The U.S. government has put on alert users of satellite, telecommunications and electric equipment as solar eruptions that happened over the past couple of days are set to trigger intense magnetic storms.
A solar storm happens when a burst of charged particles are thrown out from Sun's Corona barrel into Earth's atmosphere. The phenomenon creates fascinating displays of light, known as auroras, but the ejection of particles also induces currents that surge through telegraph cables, electrical systems and communication equipment.
When this magnetic storms, which took origins 93 million miles away, come to Earth, electrical and communications systems can suffer damage. The National Oceanic and Atmospheric Administration’s (NOAA) space weather prediction center says magnetic storms triggered by massive flares in the sun could cause disruptions to GPS apps on mobile phones and in cars, power grids that serve critical users such as hospitals and airports, airline communications and military and environmental satellites.
One of the most massive solar flares ever happened in 1859, when a silent surge of power from a major geomagnetic storm fueled by a solar eruption hit telegraph offices around the world. Some telegraph operators got electric shocks and papers caught fire.
The space weather prediction center set up by the NOAA says the latest solar flares can cause moderate-to-strong level magnetic storm. "The magnetic storm that is soon to develop probably will be in the moderate to strong level," Joseph Kunches, a space weather scientist at the Space Weather Prediction Center, told Reuters.
Solar Flare A solar flare is a sudden sunspot activity, or in other words, a sudden brightening of the usually cooler and areas of the Sun. According to space.com, the solar storm erupted from a part of the sun called Active Region 1261 and registered as a M9.3-class solar flare. This M class solar flare is seen as having potential to pose damage to communications and global positioning system (GPS) satellites.
While Class C flares are the weakest and have little impact on Earth, Class X solar flares can have disastrous effects. "When aimed directly at Earth, X-class solar flares can endanger satellites and astronauts in space, as well as affect communications, power stations and other infrastructure on the surface," says the report.

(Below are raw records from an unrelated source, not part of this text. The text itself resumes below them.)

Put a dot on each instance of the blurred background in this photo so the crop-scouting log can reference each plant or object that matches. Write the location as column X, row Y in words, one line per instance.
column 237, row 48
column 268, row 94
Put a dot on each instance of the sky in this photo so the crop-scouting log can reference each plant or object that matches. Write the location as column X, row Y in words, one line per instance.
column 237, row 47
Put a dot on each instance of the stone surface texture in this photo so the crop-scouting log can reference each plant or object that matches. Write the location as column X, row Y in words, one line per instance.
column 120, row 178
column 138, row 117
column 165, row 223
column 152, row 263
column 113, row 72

How Auroras Happen A solar flare is the phenomenon of great streams of charged particles, protons and electrons, blowing out towards Earth in great speeds. Auroras happen when these particles hit Earth's atmosphere and collide with atoms of gases in the atmosphere, a process that creates ions that emit energy in the form of light of various colors as they regain the lost electrons.
The electrified particles travelling from Sun to Earth are affected by Earth's magnetic field and, instead of penetrating any part of the atmosphere, they flow toward the regions of the north and south magnetic poles where the night sky glows eternally with solar overcharge, according to Ouramazingplanet.com.

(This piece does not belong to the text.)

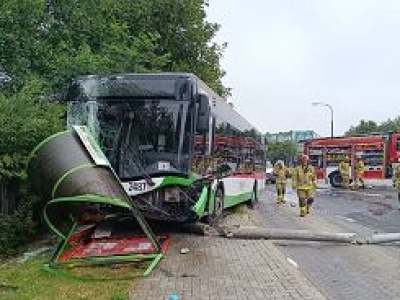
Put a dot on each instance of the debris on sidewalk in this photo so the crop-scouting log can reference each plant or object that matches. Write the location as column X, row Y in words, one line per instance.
column 185, row 250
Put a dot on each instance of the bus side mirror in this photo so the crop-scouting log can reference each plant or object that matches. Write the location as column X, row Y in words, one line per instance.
column 203, row 114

The aurora at the northern magnetic pole is called aurora borealis or northern lights, while the natural light display at the southern pole is called aurora australis, or "southern lights.
Green is a dominant color in the aurora lights, mainly because auroras are caused by the ionization of atomic oxygen. Red streaks are also common, caused by the ionization of molecular oxygen and nitrogen.
Aurora displays, which are seen as arcs of light extending hundreds of miles on the horizon, are most frequent at times of immense sunspot activity. Scientists say Earth will witness a peak of sunspots activity around 2013.
As the Sun enters a phase of intense activity, scientists are bracing for havoc on Earth. "We now know how powerful space weather can be and how events that begin on the surface of the Sun can end up wreaking havoc here on Earth," said Tom Bogdan, director of Space Weather Prediction Center.